Paulo Henrique detalhou as últimas etapas na batalha pelo pagamento dos precatórios, “O primeiro momento foi de decisão administrativa. Foi então trabalhado um projeto de lei, e nós [Sinteal] pudemos revisar o texto final da minuta. Ficamos em uma encruzilhada porque era desejo nosso enquanto sindicato, e também da gestão, que fossem inclusos os companheiros servidores do apoio administrativo, que tiveram os mesmos prejuízos na época, mas existiu o impedimento legal pelo fato de a decisão contemplar 60% aos professores. Tivemos que consultar a categoria, foi um momento difícil, mas tivemos que acatar os termos da decisão judicial. A partir daí, o próximo passo é ir à Justiça estadual, onde faremos a tentativa da homologação do acordo. Sabemos que o MPF vai tentar atuar, mas nós temos uma base muito forte, que é a decisão liminar, e temos uma grande esperança de que vai ser homologado. A partir daí, sim, o pagamento pode ser feito”.

Paulo Henrique fez críticas à atuação do Ministério Público Federal neste processo, “O MPF é um dos grandes empecilhos, não só em Arapiraca, mas a atuação no estado de Alagoas é até diferente de outros estados. O MPF de Alagoas persegue essa questão dos precatórios como quem persegue um criminoso. Já tivemos momentos de reuniões com procuradores e membros do TCU, e são firmes em dizer que se ouvirem ou souberem de algum Município que estiver tentando fechar acordo ou fazer este pagamento, eles vão até o município e atuarão fortemente para que não aconteça”.

O sindicalista explica ainda por que se espera que a causa seja resolvida no âmbito estadual, ainda que a verba tenha origem federal. “É um recurso que já está em conta. Ele veio através de uma ação judicial, não é uma transferência constitucional imediata, como as verbas do Fundeb [Fundo de Manutenção e Desenvolvimento da Educação Básica e de Valorização dos Profissionais da Educação], e é passível de processo na justiça estadual, como já existe outra situações que foram resolvidas desta forma”.

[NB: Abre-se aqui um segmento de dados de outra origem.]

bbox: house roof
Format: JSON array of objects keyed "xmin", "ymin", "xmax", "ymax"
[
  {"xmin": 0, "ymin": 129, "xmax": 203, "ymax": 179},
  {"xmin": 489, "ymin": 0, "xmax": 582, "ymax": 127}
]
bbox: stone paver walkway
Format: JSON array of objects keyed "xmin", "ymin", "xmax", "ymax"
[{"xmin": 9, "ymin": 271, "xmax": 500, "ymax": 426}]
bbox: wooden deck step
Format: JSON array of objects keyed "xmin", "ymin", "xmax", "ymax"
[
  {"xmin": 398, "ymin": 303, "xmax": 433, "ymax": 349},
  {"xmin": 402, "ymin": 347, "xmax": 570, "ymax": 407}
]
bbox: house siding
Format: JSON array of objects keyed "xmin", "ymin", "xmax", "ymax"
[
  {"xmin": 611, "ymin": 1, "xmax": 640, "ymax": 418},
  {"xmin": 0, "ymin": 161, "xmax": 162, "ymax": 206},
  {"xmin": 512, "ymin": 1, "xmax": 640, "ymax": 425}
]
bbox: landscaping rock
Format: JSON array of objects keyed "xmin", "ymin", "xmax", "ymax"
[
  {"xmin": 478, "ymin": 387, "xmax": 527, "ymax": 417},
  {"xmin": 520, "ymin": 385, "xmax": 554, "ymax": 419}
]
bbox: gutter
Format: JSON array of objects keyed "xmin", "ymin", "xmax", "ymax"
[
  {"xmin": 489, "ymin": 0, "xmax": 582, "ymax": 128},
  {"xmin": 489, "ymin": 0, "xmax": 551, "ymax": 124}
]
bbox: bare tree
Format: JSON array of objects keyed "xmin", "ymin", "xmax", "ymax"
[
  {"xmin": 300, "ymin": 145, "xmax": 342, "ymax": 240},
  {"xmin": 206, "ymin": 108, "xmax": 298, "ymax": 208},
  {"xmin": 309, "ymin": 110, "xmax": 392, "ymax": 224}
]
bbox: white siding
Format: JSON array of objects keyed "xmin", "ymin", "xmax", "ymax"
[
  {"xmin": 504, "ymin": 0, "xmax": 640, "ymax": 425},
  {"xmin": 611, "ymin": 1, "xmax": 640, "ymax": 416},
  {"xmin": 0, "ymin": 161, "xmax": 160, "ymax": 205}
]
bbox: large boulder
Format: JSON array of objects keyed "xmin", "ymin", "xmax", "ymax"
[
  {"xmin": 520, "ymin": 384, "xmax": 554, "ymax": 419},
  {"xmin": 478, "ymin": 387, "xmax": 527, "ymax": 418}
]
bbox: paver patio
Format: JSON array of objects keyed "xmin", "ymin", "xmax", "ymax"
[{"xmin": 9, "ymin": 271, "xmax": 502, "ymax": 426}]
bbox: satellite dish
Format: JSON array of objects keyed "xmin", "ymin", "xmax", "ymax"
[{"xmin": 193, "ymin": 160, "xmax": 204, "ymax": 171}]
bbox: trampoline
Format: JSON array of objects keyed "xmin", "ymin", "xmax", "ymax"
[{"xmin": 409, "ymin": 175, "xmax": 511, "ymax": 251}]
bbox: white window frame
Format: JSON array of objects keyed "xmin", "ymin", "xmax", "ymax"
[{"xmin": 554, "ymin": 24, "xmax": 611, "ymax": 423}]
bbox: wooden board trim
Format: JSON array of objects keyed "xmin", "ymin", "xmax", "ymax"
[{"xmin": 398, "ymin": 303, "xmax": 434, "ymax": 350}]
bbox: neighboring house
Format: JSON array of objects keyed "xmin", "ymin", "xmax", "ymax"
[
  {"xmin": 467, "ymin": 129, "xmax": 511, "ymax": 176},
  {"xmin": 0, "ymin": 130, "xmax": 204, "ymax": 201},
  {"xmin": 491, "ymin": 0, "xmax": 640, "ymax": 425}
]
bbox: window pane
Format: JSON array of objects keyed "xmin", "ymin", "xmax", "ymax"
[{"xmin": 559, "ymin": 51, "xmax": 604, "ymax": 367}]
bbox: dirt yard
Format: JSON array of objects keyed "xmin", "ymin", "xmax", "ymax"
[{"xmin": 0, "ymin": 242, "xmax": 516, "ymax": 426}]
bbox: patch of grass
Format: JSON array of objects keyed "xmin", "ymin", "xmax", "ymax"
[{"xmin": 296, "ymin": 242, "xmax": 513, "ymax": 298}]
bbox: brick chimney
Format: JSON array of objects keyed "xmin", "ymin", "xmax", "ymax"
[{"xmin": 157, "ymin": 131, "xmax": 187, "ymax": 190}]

Paulo Henrique falou ainda da presença do Sinteal nos protestos previstos para esta terça (13/08), organizados em todo território nacional. Em Alagoas, há ainda outra motivação para manifestação dos servidores da Educação estadual. “Aqui em Arapiraca, irá ocorrer um ato, teremos companheiros do sindicato acompanhando. A rede estadual está numa mobilização para levar esses companheiros para o ato de Maceió, pelo fato de o governo Renan Filho, além de negar praticamente todos os direitos que nós da Educação temos, ele sequer abriu um diálogo com a categoria dos servidores públicos do Estado. Já existiram três mobilizações. Então, em Maceió, teremos um ato no Cepa, para tentar conseguir esse diálogo tanto com o secretário da Educação [Luciano Barbosa] quanto com Renan Filho, que até o momento está virando as costas para o serviço público do estado de Alagoas”.